A problem that affects all countries and economies. While the UN warns of changing weather systems, sea levels and extreme weather events, the scientific community is developing space technology to combat climate change.
During the first half of November 2021, the Conference of the Parties or COP26 under the UN Framework Convention on Climate Change, known as the Climate Summit, was held in Glasgow. Although it started with high ambitions, the lowering of expectations at the negotiating table, was frustrating for a large part of society.
However, technological initiatives that various organisations have undertaken for some time now, bring a little hope to the planet’s plight. The persistent drought in Spain, for example, is just as concerning as the one endured in California. As is the loss of extensive forests due to fires in recent years in the American state, also linked to climate change.
NASA and private sector companies’ projects, such as AccuWeather, apply technology to study the risks of climate change. The consultancy’s aim is to help predict adverse and extreme events, which through time are more frequent, minimising companies’ losses. In the meantime, the US Aerospace Research Agency’s goal is to share accumulated knowledge for solutions that will contribute to better decision-making.
Studying the planet’s climate systems from space
Within the Jet Propulsion Laboratory (JPL) framework, NASA scientists and California state officials are working together. Trying to apply satellite data, new laser and radar technologies, and 3D imagery to the Earth’s changing climate systems. The goal is to obtain sufficient data for scientific solutions and apply space technology expertise against climate change and global warming.
California is mostly struck by these problems, resulting in persistent droughts, unusually high temperature summers, and loss of vegetation because of increasing destructive wildfires.
For these reasons the Agency has been studying Mars, with the same intensity as our planet, for solutions to our environmental problems. The Agency aims for a more accurate picture of what is happening in the lithosphere, oceans and atmosphere. It will implement new tools to measure key aspects, such as the evolution of perpetual snow and the state of groundwater.
New technologies at water’s service
The OpenET platform was created to provide farmers, water managers and all forestry professionals with evapotranspiration data collected by NASA for over 20 years. It is intended to accelerate water management optimisation.
Evapotranspiration is a fundamental measure of the amount of water resources used by a given agricultural crop. This way, supply and demand can be balanced and significant savings made.
It is not the only tool. The Surface Water and Ocean Topography (SWOT) mission is a satellite that measures lakes and watercourses to better understand the water cycle for its optimisation.

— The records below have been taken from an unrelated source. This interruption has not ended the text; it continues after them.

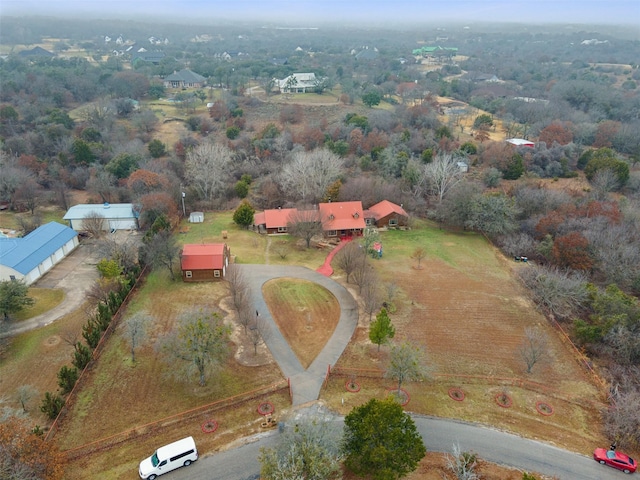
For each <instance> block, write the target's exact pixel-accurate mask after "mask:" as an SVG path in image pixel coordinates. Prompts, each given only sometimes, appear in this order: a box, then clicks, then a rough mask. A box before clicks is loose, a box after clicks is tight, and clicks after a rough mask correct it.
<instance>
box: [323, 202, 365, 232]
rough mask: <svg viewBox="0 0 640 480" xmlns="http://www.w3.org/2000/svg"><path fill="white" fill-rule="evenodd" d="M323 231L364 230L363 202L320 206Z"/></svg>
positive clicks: (330, 204)
mask: <svg viewBox="0 0 640 480" xmlns="http://www.w3.org/2000/svg"><path fill="white" fill-rule="evenodd" d="M318 209H319V210H320V218H321V219H322V229H323V230H325V231H326V230H351V229H358V228H360V229H364V228H365V222H364V212H363V211H362V202H360V201H357V202H332V203H321V204H319V205H318Z"/></svg>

Earth monitoring satellites
With the contribution of satellite data, new tools make it possible to monitor methane gas emissions into the atmosphere, the second most important cause of global warming. The Copernicus Sentinel-5P satellite also collects information from other sources. This tool can also monitor refinery or an animal farm’s atmospheric methane emissions.
This way, the oil and gas industries can monitor their own environmental impact, be transparent about their oil and gas emissions and provide information to both investors and users.
The NISAR satellite, equipped with two radars designed to study glaciers and volcanoes, is due to be launched in 2022. It is designed to observe any changes in the earth’s surface, as well as to enable forest observation and the changes they go through from the carbon dioxide they contain, or other processes.
Space technology against climate change and risk prevention
Businesses also have a strong interest in knowing how climate change may affect them. With Climate Ready Risk Mitigation, created by AccuWeather, they can forecast weather events for activities’ long-term planning, as well as asses the measures taken to avoid losses due to weather-related natural catastrophes.
This tool also allows the identification of specific negative risks. Helping them increase security in the most vulnerable areas, and supply chain adaptability. The ultimate goal is to avoid millions of dollars in losses from persistent floods or droughts, which are increasing in time.
Undoubtedly, these technological initiatives provide hope for possible solutions to the climate crisis in which the planet is immersed.